Das diesjährige peacecamp beinhaltet eine besonders intensive gemeinsame Vorarbeit der beiden Gruppen aus Israel unter Anleitung ihrer beider Koordinatorinnen.
Des Weiteren hat die gemischte österreichische Gruppe, angeleitet von der Trauma-Pädagogin Caroline Koczan, im Vorfeld sehr intensiv an der Konsolidierung der „österreichischen“ und der „asylsuchenden“ Teilnehmer gearbeitet; in diesem Rahmen standen sie bereits als Gruppe gemeinsam auf der Bühne (peacecamp-Matinee am 6. Juni 2016 im Theater Odeon). Auch diese Gruppe wird nach dem peacecamp gemeinsam mit Frau Koczan weiterarbeiten.
- Elftägige Begegnung in Österreich, bei der die Abgeschiedenheit des Ortes und ein sehr strukturiertes Arbeitsprogramm (siehe „Schedule“) ein der Bearbeitung des psychosozialen Gefüges dienliches Setting bietet. Während der Begegnung stehen pädagogisch-therapeutische Formen der Aufarbeitung psychosozialer Belastungsfaktoren und die Suche nach Formen und Möglichkeiten der Anpassung an die oft radikal veränderte neue Realität im Vordergrund.
- Nachbereitung zur subjektiven wie objektivierbaren Evaluierung mittels Fragebögen, Erfahrungsberichten sowie eines begleitenden Forschungsprojekts durch einen externen Forscher. Fortsetzende Zusammenarbeit der jüdischen und arabischen Jugendlichen in Israel sowie der österreichischen Gruppe in Wien mit pädagogisch-therapeutischen Mitteln.
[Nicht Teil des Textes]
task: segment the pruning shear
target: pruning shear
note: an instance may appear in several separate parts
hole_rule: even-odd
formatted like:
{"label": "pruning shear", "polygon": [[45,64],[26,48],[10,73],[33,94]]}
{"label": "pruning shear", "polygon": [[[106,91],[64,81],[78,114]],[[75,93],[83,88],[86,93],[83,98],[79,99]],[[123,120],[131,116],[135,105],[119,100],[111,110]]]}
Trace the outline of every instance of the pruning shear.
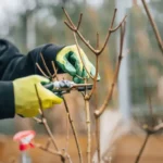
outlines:
{"label": "pruning shear", "polygon": [[64,93],[70,93],[71,90],[90,90],[92,88],[92,84],[75,84],[74,82],[63,79],[46,84],[43,87],[51,90],[57,96],[62,96]]}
peacecamp 2016 ist das 14. peacecamp seiner Art.
Jedes peacecamp hat ein seinen psychosozial relevanten Themen entsprechendes Programm.

Für peacecamp 2016 ist eine zweite Begegnung aller Teilnehmer in Wien, Sommer 2017 angedacht.

Juni 2016
Mag. Evelyn Böhmer-Laufer
https://peacecamptexts.blogger.de/
http://2016.peacecamp.net/

(Anmerkung: Aus Gründen der Lesbarkeit haben wir auf die separate Verwendung weiblicher und männlicher Schreibformen verzichtet. Es sind natürlich immer beide Geschlechter gemeint und angesprochen.)